Ms. Snediker, from the history department, said that she “plan[s] to soak up lots of sun at the beach…and to relax and enjoy my free time. There are no plans to create more torture for my students next fall.” That’s certainly reassuring!

Next, Mrs. Hoover, an English teacher here at Nashoba, told me some more reassuring news. “Catch up on sleep, spend quality time with [my] family, many of us [teachers] take classes ourselves…. I do a lot of reading. This year I’m going to do a lot of travelling with my husband….. closer to the end of the summer I start planning for next year.” Although she does plan on doing some planning, I am confident that she will not devise anything too sinister.

I wasn’t so confident that I would find the same reassurances in the science department; fortunately, Mr. Tollefson was able to assuage my fears. “Some stuff deals with fixing up the house,” said Mr. Tollefson. “Also, [I] plan on going hiking in the white mountains, the Berkshires, over the summer….. Possibly take a trip to the Midwest.”

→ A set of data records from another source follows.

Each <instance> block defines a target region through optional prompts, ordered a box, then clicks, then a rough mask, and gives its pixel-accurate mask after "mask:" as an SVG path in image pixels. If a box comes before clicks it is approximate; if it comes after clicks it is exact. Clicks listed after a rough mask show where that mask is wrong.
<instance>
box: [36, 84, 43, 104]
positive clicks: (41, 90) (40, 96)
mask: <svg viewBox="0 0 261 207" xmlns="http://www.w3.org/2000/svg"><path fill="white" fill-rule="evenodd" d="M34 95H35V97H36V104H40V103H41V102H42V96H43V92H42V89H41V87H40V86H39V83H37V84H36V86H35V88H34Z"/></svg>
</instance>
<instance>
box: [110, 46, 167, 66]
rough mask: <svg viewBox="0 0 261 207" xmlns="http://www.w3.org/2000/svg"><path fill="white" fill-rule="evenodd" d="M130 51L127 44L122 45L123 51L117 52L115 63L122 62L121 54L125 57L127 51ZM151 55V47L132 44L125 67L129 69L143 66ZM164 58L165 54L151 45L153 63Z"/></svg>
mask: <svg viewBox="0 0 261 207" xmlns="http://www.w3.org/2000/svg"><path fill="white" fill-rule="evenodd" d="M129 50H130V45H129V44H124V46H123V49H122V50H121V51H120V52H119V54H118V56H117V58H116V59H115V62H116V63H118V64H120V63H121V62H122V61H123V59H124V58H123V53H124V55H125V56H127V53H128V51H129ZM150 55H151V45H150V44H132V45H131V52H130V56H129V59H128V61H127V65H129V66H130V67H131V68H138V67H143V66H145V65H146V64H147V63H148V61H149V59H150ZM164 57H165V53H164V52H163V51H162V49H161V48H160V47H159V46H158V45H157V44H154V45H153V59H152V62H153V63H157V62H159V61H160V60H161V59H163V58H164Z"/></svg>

The math department also provided a cheery smile and a surprising lack of evil. Although Ms. Egan told me that plotting evil “sounded like fun” she also said that “its not anywhere near what I usually do.” She “usually works and lifeguards. This summer…[she] has … a week long seminar full of courses.”

Finally, Mrs. O’Donnell assured me that even at the upper levels of administration, no evil is plotted. “I’m going to Nova Scotia. then I have a lot of work priorities. I’m taking an English language immersion class to help support ELL learners.” The lesson to be learned from all of this is that teachers are, in reality, people too.